Have you tried intravenous caffeine injections? Another approach to consider is training yourself to take a break occasionally and reach with your strumming arm to grab a sensible malt liquor beverage in between songs. This method also has the advantage of lubricating your vocal chords to prevent a chronic strain injury from developing. :tongue: 

Believe it or not, you are not alone...you could always purchase one of these things if the above recommended approaches fail to help. Seems a little exotic to me.
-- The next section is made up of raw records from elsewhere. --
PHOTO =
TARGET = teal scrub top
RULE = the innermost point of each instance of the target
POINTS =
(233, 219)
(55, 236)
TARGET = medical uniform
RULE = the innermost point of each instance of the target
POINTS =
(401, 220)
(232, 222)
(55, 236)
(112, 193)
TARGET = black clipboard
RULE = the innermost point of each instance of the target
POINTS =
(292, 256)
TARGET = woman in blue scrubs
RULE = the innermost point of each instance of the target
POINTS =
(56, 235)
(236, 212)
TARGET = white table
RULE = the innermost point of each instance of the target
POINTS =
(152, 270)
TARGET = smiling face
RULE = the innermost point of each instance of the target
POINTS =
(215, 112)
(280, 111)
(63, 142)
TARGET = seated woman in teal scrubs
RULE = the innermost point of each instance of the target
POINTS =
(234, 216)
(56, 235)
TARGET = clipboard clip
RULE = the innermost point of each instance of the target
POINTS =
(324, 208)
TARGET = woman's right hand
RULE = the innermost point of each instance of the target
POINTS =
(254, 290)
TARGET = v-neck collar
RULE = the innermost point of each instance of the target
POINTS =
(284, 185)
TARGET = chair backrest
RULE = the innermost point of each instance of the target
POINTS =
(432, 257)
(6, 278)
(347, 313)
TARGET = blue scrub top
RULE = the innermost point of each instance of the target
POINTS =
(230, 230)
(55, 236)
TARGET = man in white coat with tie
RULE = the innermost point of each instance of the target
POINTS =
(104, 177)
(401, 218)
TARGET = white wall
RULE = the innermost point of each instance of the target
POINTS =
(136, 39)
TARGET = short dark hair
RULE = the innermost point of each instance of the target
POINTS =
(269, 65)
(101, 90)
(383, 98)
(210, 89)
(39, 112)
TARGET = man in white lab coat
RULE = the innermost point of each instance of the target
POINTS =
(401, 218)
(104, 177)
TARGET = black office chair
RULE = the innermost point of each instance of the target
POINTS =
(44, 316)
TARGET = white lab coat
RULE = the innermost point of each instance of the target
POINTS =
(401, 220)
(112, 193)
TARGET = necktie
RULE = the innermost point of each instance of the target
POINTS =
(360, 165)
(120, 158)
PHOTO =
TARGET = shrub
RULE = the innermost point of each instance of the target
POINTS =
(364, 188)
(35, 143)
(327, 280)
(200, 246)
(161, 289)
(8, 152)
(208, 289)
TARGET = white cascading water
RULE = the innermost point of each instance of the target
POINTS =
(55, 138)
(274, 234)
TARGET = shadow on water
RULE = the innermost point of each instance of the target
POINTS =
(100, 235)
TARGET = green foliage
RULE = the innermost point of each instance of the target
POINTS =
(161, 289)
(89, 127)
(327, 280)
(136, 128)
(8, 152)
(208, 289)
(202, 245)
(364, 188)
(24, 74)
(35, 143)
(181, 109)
http://www.jpstrings.com/armrest.htm


----------



## SCREEM (Feb 2, 2006)

buy a strat:tongue:


----------



## torndownunit (May 14, 2006)

You could have carpal tunnel. When I used to do a lot of design work and play a ton of guitar I had it badly. My arm would go pins and needles all the time while playing. That eventually graduated to a LOT of pain while playing and typing.


----------



## rippinglickfest (Jan 1, 2006)

*sleepy Arm*

I'm assuming you're playing acoustic guitar? Try playing standing up (if you are not) or altering your seated positon.......raise the headstock of your guitar up so that the body lowers. Lastly try NOT to rest any part of your arm on the guitar........try anchoring your picking hand instead and leave your arm free to move. If you must put your arm on the guitar rest it on the face and not the edges.........which cuts of the circulation.
Hope this helps


----------



## Jeff Flowerday (Jan 23, 2006)

lolligagger said:


> Another approach to consider is training yourself to take a break occasionally and reach with your strumming arm to grab a sensible malt liquor beverage in between songs. This method also has the advantage of lubricating your vocal chords to prevent a chronic strain injury from developing. :tongue:


I use this approach and my right arm never falls asleep. :bow: :bow:


----------



## jimmy peters (Nov 29, 2006)

*Sleepy Arm*



rippinglickfest said:


> I'm assuming you're playing acoustic guitar? Try playing standing up (if you are not) or altering your seated positon.......raise the headstock of your guitar up so that the body lowers. Lastly try NOT to rest any part of your arm on the guitar........try anchoring your picking hand instead and leave your arm free to move. If you must put your arm on the guitar rest it on the face and not the edges.........which cuts of the circulation.
> Hope this helps


 this also works for me---


----------



## josh jones (Jan 12, 2007)

*thanx, from the sleepy arm dude*

thanx for all the help, i'll try this.


----------